I am glad that ABATE is trying to promote classes geared towards sportbike folks and would say we all need continuing ed from time to time and if we can get it from a class that is geared for us, then that’s just bonus. — chad23 (CSBC)

I didn’t see ABATE as being geared towards a certain type of motorcycle. The info that they present in their courses seems to be geared towards bikes in general and not one specific bike. Like previously mentioned, I think that more advocacy on ABATE’s part for issues related primarily to sport bikes might be a good idea, but honestly I think ABATE is good for all riders, regardless of what kind of bike they choose to ride. — chanke4252 (CSBC)

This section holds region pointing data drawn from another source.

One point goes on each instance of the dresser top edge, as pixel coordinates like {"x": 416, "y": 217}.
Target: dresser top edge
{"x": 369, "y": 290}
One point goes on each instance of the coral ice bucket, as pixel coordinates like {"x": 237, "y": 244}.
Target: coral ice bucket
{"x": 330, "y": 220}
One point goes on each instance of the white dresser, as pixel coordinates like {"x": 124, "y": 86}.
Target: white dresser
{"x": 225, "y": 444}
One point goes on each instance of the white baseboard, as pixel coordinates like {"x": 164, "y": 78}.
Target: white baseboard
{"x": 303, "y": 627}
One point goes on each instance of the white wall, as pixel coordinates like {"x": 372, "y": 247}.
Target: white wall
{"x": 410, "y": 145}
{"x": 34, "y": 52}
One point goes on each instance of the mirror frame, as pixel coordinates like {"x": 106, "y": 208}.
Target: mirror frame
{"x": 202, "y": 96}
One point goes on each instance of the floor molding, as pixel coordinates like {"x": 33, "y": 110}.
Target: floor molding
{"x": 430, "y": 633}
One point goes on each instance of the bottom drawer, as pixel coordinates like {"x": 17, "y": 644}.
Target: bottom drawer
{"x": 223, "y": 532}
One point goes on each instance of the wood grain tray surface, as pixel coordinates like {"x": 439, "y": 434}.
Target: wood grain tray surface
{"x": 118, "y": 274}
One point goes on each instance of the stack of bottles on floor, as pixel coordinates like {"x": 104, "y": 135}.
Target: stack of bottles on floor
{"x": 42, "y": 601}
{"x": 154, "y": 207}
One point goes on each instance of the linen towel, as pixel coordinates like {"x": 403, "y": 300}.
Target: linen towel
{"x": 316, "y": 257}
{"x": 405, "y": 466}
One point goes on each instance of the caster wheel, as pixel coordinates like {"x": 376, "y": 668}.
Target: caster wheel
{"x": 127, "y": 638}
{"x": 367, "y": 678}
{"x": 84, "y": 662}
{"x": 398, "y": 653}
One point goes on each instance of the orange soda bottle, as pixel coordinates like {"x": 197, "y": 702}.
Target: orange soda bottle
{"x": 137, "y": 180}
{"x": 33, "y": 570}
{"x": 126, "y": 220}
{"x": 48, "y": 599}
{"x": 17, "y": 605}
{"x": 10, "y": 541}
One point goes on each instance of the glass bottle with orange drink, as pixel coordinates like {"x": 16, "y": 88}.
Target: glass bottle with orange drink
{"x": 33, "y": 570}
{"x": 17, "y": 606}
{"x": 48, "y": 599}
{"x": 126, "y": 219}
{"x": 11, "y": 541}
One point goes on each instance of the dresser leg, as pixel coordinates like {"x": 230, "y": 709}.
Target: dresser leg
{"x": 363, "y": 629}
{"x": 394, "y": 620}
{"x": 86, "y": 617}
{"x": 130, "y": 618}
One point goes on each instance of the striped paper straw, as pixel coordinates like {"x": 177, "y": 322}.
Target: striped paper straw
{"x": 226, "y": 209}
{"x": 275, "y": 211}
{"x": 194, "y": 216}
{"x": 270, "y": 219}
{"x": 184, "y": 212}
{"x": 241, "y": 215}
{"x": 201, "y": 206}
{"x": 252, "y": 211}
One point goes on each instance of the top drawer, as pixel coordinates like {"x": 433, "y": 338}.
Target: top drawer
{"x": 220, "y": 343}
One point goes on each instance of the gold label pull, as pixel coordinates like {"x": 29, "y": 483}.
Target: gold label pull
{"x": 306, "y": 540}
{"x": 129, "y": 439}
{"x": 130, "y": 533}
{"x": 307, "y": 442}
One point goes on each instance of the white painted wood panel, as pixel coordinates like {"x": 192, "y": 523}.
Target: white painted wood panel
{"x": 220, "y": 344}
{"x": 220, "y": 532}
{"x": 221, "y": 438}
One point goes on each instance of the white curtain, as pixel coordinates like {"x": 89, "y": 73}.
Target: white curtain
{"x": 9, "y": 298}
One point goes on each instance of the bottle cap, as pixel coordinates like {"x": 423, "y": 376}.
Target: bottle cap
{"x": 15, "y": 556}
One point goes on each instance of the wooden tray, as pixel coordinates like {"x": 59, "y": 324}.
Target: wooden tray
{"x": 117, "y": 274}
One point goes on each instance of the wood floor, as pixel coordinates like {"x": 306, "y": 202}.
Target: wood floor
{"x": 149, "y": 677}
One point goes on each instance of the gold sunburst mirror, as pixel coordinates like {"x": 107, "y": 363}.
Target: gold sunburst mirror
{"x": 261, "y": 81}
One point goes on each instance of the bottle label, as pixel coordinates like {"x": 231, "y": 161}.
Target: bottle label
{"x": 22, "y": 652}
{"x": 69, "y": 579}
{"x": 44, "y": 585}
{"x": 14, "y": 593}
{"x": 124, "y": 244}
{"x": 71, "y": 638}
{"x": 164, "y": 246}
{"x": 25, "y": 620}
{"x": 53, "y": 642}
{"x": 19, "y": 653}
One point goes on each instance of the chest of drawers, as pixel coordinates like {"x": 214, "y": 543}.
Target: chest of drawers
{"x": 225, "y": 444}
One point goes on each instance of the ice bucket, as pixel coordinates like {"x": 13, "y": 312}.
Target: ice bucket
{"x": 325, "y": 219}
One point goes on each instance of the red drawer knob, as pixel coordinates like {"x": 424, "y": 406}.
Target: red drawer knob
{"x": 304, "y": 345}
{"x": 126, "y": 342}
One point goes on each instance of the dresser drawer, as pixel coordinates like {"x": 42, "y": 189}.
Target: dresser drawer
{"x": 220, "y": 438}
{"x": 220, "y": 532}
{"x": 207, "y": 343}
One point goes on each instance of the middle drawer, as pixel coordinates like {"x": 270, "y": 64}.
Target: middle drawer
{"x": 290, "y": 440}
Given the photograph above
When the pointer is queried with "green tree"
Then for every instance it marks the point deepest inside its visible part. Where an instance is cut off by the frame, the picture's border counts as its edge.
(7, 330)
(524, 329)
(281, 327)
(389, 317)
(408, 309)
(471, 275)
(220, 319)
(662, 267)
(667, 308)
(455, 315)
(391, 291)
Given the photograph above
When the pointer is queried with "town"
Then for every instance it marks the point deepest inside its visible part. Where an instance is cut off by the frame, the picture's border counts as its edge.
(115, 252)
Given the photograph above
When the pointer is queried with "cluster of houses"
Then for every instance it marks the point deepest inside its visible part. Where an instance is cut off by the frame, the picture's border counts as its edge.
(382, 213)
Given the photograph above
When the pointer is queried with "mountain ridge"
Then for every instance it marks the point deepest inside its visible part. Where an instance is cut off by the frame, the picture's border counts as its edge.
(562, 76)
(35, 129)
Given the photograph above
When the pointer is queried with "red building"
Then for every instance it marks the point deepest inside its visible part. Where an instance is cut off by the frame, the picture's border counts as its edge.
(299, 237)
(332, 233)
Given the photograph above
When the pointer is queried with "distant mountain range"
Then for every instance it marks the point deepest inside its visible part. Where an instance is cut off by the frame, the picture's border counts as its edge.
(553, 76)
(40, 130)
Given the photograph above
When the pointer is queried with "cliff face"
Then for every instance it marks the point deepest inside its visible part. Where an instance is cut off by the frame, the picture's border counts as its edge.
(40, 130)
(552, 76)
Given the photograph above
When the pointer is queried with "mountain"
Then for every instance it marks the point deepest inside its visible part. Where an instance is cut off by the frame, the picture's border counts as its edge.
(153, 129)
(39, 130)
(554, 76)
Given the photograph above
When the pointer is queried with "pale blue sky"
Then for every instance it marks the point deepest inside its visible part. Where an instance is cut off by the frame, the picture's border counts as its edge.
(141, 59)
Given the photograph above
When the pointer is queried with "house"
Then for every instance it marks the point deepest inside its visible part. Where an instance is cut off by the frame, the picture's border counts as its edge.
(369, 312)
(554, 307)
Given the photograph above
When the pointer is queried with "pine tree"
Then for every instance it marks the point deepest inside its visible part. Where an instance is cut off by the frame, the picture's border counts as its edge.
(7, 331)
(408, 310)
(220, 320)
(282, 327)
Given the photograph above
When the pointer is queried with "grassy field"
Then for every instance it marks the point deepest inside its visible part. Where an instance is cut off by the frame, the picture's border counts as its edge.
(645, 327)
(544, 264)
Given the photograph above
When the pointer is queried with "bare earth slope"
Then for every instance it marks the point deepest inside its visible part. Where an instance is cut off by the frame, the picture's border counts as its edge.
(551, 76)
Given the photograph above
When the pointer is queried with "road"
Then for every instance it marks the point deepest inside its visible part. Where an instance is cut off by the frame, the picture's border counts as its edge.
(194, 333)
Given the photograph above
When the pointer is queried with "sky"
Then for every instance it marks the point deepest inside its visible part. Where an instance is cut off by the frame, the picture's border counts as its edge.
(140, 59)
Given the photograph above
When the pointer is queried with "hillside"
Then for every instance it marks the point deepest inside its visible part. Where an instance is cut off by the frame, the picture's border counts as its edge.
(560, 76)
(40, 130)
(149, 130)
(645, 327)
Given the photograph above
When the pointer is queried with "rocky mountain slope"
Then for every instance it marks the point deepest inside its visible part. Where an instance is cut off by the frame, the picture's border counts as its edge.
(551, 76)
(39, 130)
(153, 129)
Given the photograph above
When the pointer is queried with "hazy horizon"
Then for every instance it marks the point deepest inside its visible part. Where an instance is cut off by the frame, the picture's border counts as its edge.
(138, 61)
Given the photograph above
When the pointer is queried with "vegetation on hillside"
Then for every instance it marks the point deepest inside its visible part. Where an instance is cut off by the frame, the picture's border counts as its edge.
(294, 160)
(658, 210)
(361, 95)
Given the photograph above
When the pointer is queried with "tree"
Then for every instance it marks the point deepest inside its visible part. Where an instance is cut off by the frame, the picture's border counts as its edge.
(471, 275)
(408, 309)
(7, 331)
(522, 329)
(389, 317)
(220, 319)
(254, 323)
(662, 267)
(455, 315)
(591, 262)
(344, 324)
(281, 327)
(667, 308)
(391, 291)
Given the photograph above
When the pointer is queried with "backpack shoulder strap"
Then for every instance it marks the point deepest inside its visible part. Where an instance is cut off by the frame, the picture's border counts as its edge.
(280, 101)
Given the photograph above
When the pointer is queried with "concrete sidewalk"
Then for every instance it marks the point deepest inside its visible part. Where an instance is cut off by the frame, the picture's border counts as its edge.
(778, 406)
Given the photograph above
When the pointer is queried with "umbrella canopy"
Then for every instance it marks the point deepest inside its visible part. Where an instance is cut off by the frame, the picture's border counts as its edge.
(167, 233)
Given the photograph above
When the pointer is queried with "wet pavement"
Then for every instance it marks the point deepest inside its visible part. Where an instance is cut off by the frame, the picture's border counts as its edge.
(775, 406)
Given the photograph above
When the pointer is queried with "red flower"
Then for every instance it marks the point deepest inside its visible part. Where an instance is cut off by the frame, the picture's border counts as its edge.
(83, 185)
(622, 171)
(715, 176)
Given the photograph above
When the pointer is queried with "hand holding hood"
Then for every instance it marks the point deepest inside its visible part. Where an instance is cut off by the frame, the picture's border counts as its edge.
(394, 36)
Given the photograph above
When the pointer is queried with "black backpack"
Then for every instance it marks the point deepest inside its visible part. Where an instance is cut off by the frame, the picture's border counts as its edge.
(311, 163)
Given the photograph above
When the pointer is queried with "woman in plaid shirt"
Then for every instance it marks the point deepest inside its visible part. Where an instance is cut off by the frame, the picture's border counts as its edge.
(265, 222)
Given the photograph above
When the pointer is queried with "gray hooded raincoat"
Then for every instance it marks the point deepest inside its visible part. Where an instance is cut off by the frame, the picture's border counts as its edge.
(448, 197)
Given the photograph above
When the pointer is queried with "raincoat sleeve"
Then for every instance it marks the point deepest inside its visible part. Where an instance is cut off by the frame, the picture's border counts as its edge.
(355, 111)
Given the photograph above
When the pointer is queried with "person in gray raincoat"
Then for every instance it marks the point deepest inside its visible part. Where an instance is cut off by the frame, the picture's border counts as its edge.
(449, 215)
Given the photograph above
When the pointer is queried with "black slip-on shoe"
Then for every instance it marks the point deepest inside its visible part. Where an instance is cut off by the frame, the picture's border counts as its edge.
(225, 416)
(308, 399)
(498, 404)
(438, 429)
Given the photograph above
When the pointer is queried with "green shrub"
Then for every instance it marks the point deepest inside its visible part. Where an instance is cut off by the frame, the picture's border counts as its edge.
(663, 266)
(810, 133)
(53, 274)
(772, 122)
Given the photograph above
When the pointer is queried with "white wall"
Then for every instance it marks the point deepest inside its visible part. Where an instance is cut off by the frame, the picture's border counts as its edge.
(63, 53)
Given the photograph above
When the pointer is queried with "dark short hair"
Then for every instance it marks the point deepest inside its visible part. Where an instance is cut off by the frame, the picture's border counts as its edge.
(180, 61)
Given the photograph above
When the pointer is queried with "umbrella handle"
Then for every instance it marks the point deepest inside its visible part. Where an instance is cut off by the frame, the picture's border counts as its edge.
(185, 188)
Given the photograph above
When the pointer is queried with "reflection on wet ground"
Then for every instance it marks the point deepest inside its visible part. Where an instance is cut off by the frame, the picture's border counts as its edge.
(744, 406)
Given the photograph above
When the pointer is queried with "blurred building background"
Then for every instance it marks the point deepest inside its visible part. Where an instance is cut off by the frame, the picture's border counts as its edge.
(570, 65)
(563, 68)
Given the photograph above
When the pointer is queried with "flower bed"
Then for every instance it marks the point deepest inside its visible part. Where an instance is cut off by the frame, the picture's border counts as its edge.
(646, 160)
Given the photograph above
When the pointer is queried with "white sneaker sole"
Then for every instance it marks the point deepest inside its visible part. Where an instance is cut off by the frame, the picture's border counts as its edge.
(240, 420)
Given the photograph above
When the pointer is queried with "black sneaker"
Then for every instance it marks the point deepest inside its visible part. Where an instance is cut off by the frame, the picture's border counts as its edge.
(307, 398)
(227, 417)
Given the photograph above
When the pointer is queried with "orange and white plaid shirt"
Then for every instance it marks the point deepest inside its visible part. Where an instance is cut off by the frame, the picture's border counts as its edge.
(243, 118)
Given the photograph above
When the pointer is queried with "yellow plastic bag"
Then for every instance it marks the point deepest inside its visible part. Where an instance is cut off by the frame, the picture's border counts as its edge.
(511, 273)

Hostility toward ABATE was very high on the national forum, however:

I would hardly call an ABATE member a “Motorcyclist,” I just call them a rider. They ride to look cool, they ride to belong. Whereas I believe a “Motorcyclist” is someone that would be happy on anything, they love riding because they are riding…they could care less if they are on a moped, a HD, a ZX10r, or a 30-year-old antique. — modette (SBN)

It’s by the grace of god that ABATE hasn’t invaded the sportbike crowd. — SamIAm 1021 (SBN)

lol I like that ABATE offers rider training. I would laugh in someone’s face if someone who thinks wearing a helmet is dangerous offered to teach me something. — g34343greg (SBN)

I can only speculate on the reasons for this difference in attitudes. It may be that in states where helmets are mandatory the ABATEs are more focused on helmet laws, reinforcing the perceptions held by the sportbikers. Meanwhile, in states such as Colorado where helmets are not required, the organizational focus is on other, broader issues and the groups may be more commonly seen as they see themselves, as bikers’ rights organizations.

Second, the Coloradoans may know Jon Kuo personally, and in sponsoring him ABATE of Colorado may at least be succeeding in getting some people to reconsider their perceptions of the organization.

Biker Quote for Today

The perfect man is a poet on a motorcycle.